The leaders gave the directive at end of their summit in the Tanzanian city of Dar es Salaam. They rejected a Burundian government proposal to extend the three-year political transitional period by one year.
A Tutsi president led the country during the first 18 months of this transitional period. A Hutu president has been heading the second half.
During the Saturday summit, the leaders said the elections must proceed at once in a manner that "ensures expeditious implementation of the electoral process, through undertaking simultaneous implementation of activities."
Meeting under the auspices of a regional initiative to restore peace in Burundi, presided over by Ugandan President Yoweri Museveni, the regional leaders also imposed immediate "restrictions" on the Forces nationales de liberation (FNL). This is a dissident Hutu movement led by Agathon Rwasa that is the only group yet to sign a ceasefire agreement with the government. Three other former dissident groups have signed ceasefire agreements and are participating in the transitional government.
The restrictions on the FNL are intended to ensure that it no longer constitutes a threat to security, the leaders said in a joint communiqué issued at the end of the summit.
The summit also mandated the African Union's newly formed Peace and Security Council to recommend further punitive actions against the FNL, which is considered the last obstacle to peace, if in three months it still remains outside the peace process.
The leaders called upon all AU member states and the rest of the international community to adopt the same stance as the region in order to support Bujumbura "to deal decisively with the security problem posed by the PALIPEHUTU-FNL".
In response to the concern expressed by Burundi's transitional leaders and other political parties, the leaders undertook to mobilise resources to support processes of cantonment and integration of former combatants.
The summit's declarations, hailed by several Burundian political actors as a bold move to keep the country's peace process on track, were endorsed by presidents Benjamin Mkapa of Tanzania, Levy Mwanawasa of Zambia, Thabo Mbeki of South Africa and Paul Kagame of Rwanda as well as Ethiopian Prime Minister Meles Zenawi and South African Deputy President Jacob Zuma - in his capacity as facilitator in the Burundi peace process.

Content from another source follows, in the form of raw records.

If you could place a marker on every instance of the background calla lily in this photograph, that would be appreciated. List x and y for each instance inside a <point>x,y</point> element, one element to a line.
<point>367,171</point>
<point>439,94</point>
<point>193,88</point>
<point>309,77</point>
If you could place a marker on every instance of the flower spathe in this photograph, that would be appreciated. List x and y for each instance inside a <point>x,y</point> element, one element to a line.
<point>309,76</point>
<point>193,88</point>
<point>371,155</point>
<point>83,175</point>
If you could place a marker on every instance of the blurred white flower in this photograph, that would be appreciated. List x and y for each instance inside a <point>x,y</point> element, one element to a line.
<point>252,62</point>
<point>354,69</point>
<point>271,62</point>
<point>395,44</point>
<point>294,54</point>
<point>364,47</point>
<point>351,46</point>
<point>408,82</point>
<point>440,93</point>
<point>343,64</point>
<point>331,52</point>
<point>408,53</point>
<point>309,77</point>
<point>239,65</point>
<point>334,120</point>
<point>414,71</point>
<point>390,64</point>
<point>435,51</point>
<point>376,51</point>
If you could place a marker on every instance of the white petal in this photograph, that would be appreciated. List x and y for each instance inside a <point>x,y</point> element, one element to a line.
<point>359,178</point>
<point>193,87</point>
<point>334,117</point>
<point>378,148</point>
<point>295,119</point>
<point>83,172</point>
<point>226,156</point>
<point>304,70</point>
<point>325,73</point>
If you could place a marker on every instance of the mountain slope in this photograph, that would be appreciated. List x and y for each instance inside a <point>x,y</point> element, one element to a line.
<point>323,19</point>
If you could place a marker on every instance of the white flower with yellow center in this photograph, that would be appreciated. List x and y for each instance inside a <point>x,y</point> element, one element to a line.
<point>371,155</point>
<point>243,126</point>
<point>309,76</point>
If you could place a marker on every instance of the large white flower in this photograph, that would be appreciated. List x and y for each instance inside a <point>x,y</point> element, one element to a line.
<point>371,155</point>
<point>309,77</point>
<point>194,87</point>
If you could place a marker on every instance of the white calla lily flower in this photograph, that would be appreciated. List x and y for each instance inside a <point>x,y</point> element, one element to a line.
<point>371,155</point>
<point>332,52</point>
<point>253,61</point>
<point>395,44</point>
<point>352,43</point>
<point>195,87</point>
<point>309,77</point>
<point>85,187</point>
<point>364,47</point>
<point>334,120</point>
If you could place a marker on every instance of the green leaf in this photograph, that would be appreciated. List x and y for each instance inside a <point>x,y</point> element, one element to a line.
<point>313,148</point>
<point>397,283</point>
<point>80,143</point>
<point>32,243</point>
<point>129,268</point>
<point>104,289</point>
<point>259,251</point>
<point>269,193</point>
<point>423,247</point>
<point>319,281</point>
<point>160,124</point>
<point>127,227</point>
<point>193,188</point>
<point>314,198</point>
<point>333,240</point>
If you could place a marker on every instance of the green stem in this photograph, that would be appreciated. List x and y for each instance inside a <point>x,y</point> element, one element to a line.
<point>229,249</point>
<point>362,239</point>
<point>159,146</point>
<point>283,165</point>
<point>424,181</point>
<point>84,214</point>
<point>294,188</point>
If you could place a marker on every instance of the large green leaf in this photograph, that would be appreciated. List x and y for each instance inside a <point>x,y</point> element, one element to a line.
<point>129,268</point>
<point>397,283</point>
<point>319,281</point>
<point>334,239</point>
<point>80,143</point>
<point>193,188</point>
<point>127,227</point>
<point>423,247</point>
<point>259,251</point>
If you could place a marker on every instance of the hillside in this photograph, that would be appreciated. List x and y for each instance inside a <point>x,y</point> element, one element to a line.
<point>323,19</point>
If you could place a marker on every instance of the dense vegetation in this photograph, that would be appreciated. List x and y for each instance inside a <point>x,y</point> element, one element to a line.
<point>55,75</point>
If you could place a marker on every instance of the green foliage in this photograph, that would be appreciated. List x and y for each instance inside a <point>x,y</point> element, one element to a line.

Kenya, represented by Internal Security Minister Chris Murungaru, and Mozambique, represented by Foreign Affairs Minister Leonardo Simao, also endorsed the declaration.
Political party leaders Baptiste Manwangari and Jean Minani, respectively of UPRONA and FRODEBU attended the meeting. Pierre Nkurunziza, leader of the Conseil national pour la defense de la démocratie-Forces pour la defense de la démocratie, formerly Burundi's largest rebel movement, was also present.
Burundi's civil war began in 1993 with the assassination of the country's first democratically elected president, Melchior Ndadaye, a leader of the largely Hutu party, the Front pour la democratie au Burundi, or FRODEBU. Since then, Hutu rebel groups have taken up arms against the predominantly Tutsi-led government and army, resulting in the deaths of at least 300,000 lives over the last 11 years.